Les années suivantes, d’autres rébellions éclatèrent. En 1966, il y eut 21 révoltes « majeures », en 1967 il y en eut 41. Les plus importantes s’étendirent, celle de Newark à treize villes du New Jersey, celle de Detroit à huit villes du Michigan et de l’Ohio. En 1968, suite à l’assassinat de Martin Luther King, plusieurs centaines de villes s’enflammèrent en même temps.

Cette véritable explosion sociale qui toucha les quartiers noirs fit suffisamment peur à la bourgeoisie américaine et à son État pour les contraindre à des changements rapides dans de nombreux domaines : emploi, salaires, ségrégation dans l’habitat, couverture sociale, de grandes améliorations qui changèrent aussi la situation de bien des travailleurs blancs. Cette situation intérieure difficile joua aussi son rôle pour forcer l’impérialisme américain à mettre un terme à la guerre du Vietnam qui devenait pour lui trop pesante.

La face des États-Unis en fut changée pour une période, mais une période seulement. Quand les luttes diminuèrent d’ampleur, la classe capitaliste ne vit plus aucune raison de faire des concessions aux Noirs et aux pauvres. Certaines avancées, pas toutes, furent perdues.
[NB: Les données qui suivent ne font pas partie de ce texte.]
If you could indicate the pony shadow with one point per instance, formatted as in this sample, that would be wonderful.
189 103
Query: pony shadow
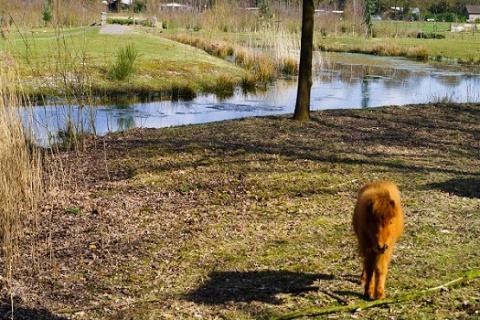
262 286
466 187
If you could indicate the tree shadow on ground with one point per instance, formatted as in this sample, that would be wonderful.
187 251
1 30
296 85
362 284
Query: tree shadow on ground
262 286
21 313
462 187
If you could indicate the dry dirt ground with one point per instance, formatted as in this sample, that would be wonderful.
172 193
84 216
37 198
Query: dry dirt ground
248 219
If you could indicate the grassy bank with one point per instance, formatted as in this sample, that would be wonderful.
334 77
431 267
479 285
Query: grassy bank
249 219
76 63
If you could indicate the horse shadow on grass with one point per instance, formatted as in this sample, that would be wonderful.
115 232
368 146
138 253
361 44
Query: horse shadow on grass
261 286
462 187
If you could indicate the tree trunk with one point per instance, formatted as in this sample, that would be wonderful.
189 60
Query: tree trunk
302 105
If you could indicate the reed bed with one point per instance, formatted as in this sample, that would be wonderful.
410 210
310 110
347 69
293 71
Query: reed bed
21 177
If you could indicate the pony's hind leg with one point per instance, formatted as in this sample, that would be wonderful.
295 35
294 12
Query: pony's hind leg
368 270
381 270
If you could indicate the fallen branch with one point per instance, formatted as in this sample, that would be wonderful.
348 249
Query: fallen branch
369 304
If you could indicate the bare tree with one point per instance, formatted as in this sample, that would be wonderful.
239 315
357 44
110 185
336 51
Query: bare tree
302 105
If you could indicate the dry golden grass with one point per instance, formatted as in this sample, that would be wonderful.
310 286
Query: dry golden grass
20 173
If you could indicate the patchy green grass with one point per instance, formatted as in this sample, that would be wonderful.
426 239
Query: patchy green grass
56 63
249 219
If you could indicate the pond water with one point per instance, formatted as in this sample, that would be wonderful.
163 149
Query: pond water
344 81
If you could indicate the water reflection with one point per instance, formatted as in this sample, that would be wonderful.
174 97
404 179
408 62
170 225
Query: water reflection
344 81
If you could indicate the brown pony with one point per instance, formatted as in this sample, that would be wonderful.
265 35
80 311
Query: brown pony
378 223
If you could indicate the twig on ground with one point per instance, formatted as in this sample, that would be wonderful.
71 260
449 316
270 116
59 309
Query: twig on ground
470 275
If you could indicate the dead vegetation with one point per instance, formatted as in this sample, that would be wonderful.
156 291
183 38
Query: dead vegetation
250 219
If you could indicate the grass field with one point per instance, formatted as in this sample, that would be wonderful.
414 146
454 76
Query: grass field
76 61
250 219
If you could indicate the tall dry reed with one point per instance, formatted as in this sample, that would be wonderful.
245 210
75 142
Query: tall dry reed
20 171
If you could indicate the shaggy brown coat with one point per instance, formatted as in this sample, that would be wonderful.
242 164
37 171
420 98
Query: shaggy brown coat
378 223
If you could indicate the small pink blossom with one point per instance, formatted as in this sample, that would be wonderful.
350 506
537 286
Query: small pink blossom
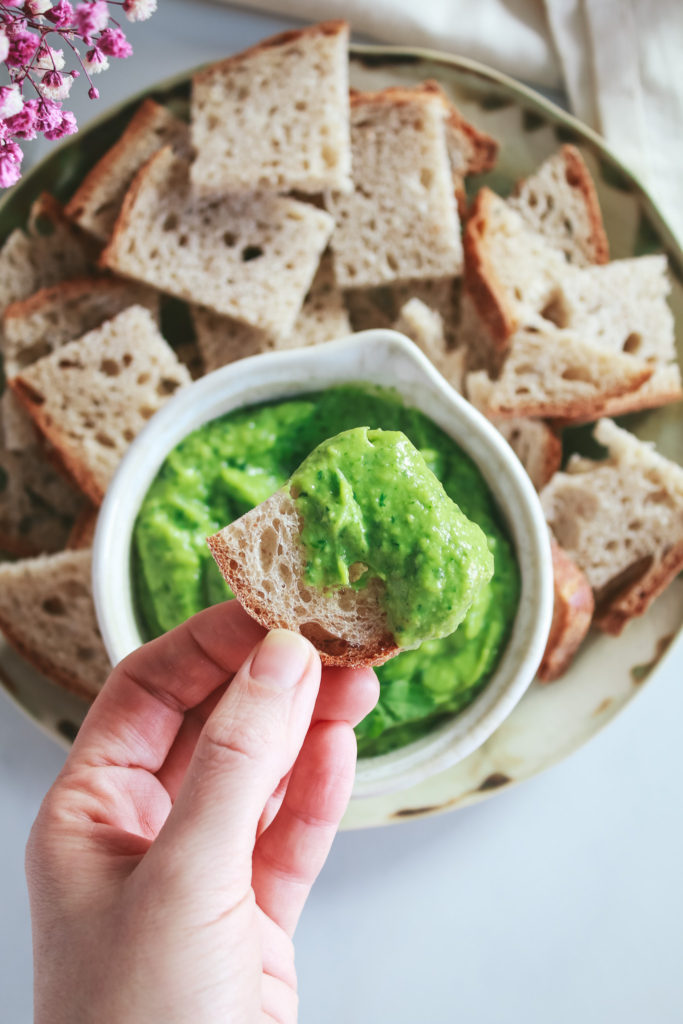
11 100
22 48
37 7
67 126
4 44
95 61
91 17
23 125
138 10
60 14
10 168
55 86
49 59
113 42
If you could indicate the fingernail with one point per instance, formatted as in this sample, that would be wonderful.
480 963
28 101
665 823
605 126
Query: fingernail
282 659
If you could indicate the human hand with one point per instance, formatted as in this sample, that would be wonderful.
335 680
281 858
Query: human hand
172 857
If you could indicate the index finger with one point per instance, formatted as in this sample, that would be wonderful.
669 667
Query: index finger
136 717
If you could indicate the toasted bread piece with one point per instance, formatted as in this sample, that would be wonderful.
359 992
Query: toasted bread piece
44 322
96 204
622 521
553 374
425 327
511 271
572 612
252 257
559 202
50 250
400 222
470 151
92 396
263 561
323 317
37 506
537 445
48 615
83 531
275 117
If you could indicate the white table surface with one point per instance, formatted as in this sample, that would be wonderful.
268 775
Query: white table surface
559 901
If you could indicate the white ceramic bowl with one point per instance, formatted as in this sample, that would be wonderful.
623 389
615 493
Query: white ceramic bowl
379 357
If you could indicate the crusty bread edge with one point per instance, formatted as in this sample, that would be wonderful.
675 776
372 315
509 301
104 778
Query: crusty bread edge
60 454
635 598
480 281
138 125
52 672
381 651
572 612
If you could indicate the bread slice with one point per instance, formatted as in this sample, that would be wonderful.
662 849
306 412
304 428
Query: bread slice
96 203
553 374
92 396
537 445
50 250
425 327
400 222
263 561
621 519
323 317
252 257
511 271
48 615
560 203
37 506
52 316
572 613
275 117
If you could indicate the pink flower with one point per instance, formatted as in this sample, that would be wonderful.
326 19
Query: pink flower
48 116
67 126
36 7
91 17
55 86
114 43
23 125
60 14
11 100
138 10
4 44
10 168
22 48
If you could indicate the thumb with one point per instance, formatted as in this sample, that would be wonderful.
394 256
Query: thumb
249 742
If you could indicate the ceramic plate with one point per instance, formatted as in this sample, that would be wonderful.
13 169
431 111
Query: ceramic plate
551 721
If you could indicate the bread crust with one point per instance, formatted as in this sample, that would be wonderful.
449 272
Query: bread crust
138 128
578 176
333 652
480 280
572 612
636 597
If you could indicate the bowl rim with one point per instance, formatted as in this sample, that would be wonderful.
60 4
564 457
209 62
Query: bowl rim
376 356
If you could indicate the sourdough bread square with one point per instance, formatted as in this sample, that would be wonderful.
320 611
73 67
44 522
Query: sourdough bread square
275 117
250 256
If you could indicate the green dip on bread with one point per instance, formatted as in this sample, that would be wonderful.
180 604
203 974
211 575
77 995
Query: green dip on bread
404 554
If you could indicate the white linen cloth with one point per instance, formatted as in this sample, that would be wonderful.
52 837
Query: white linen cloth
621 62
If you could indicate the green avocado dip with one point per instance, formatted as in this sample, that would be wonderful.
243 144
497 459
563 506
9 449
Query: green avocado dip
233 463
373 509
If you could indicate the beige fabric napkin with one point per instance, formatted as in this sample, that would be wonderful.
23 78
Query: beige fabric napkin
621 62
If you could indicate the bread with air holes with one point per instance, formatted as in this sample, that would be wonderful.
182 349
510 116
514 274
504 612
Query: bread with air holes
263 561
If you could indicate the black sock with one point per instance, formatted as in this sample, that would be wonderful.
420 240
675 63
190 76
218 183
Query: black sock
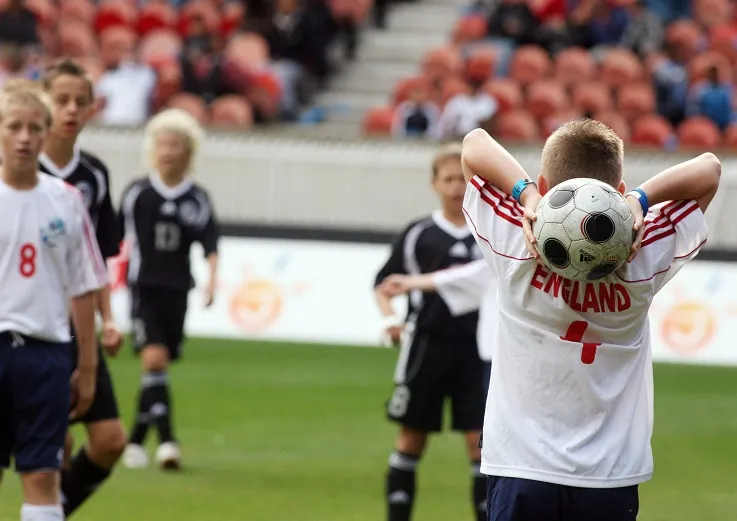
478 491
400 486
160 411
145 401
80 481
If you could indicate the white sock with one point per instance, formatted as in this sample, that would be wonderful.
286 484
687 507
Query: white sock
41 513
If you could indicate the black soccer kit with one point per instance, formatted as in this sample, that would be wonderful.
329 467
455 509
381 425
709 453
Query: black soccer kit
160 223
90 176
438 357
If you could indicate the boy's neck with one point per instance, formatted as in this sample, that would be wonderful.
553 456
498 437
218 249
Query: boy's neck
59 151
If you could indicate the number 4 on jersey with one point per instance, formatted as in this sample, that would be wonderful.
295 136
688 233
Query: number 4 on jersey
575 334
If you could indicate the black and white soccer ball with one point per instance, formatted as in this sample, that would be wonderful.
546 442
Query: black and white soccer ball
583 229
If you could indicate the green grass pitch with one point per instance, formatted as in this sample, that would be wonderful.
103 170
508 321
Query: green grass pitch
277 432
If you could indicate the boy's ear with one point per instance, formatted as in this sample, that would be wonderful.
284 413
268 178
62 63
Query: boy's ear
542 184
622 187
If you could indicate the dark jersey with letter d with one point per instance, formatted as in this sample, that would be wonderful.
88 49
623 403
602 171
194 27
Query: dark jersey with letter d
425 246
160 223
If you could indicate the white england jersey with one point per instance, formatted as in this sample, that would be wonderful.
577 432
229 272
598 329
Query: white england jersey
571 395
468 288
48 254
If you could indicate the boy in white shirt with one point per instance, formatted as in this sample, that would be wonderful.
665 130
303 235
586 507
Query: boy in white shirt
569 414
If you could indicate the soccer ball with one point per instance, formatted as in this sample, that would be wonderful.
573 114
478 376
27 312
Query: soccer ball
583 229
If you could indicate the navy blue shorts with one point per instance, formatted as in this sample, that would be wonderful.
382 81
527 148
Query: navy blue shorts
34 402
514 499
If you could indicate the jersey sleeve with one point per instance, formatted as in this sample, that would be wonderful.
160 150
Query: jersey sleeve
674 234
462 288
87 270
395 263
495 219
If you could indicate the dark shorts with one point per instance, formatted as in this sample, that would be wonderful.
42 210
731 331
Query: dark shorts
514 499
34 402
105 406
428 371
157 317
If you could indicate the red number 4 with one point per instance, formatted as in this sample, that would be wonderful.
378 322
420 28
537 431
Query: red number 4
27 260
575 334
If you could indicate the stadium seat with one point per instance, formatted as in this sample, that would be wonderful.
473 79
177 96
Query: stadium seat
635 99
81 10
574 65
652 130
113 13
192 104
699 132
378 121
75 39
545 98
231 111
620 67
506 91
159 46
529 64
481 63
469 29
616 122
441 63
591 97
156 15
517 125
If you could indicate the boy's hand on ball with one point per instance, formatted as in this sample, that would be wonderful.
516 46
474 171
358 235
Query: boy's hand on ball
638 228
530 199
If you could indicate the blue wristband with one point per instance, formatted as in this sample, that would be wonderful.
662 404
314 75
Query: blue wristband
644 203
519 187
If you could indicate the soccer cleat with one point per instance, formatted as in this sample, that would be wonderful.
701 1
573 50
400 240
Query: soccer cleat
134 457
168 456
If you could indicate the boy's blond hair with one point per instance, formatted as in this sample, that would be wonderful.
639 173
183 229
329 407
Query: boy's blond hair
583 148
444 153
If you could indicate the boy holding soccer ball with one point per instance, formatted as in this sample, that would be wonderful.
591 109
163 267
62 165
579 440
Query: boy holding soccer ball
570 411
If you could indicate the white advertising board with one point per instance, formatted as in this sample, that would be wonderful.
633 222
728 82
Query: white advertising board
313 291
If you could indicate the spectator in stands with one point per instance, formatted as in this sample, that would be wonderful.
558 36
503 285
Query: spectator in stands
18 25
467 111
416 117
126 88
201 63
712 99
671 84
644 34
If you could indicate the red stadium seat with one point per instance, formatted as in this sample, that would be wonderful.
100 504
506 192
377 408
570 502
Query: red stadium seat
652 130
591 97
545 98
621 67
378 121
616 122
112 13
480 64
159 47
469 29
156 15
506 91
635 100
517 125
699 132
231 111
574 65
529 64
441 63
194 105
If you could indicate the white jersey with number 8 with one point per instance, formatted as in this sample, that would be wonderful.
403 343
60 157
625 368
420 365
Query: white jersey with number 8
571 395
48 255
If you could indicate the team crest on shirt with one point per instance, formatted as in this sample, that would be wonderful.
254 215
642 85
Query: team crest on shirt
51 233
188 212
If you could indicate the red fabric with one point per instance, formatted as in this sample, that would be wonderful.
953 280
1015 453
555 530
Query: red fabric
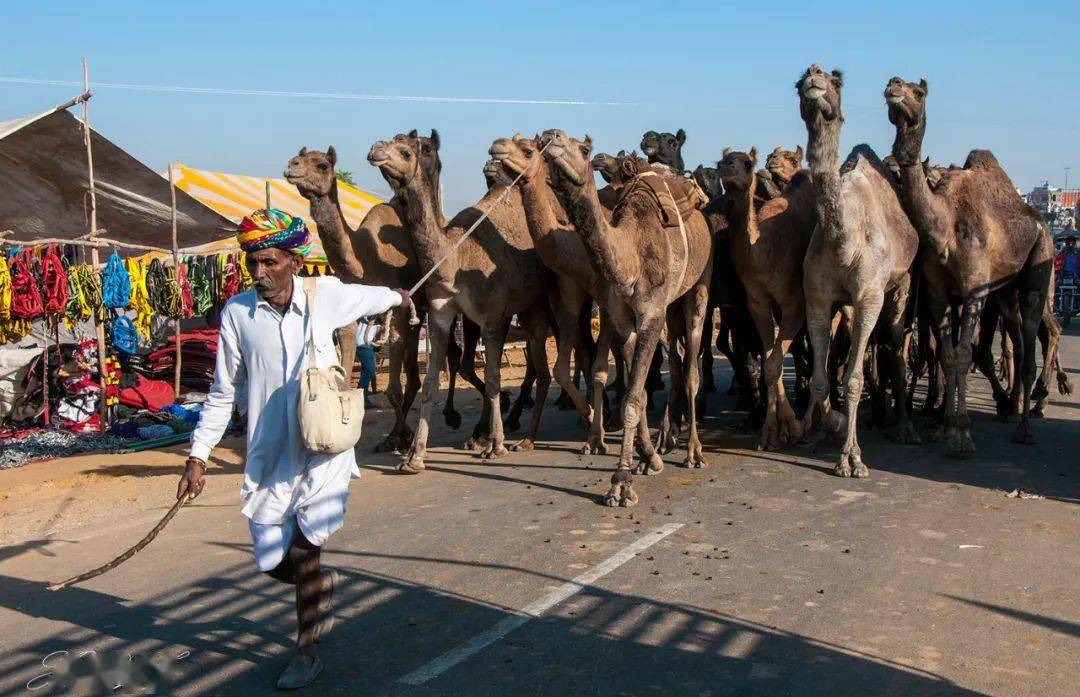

Le racisme des autorités perdura, comme le montra en 1992 l’acquittement de quatre policiers blancs qui avaient tabassé un automobiliste noir, provoquant à nouveau une très importante révolte à Los Angeles. Tout récemment les meurtres racistes commis par des policiers blancs ont provoqué des réactions de colère un peu partout dans le pays. Aux États-Unis, le combat contre le racisme d’État n’est pas terminé.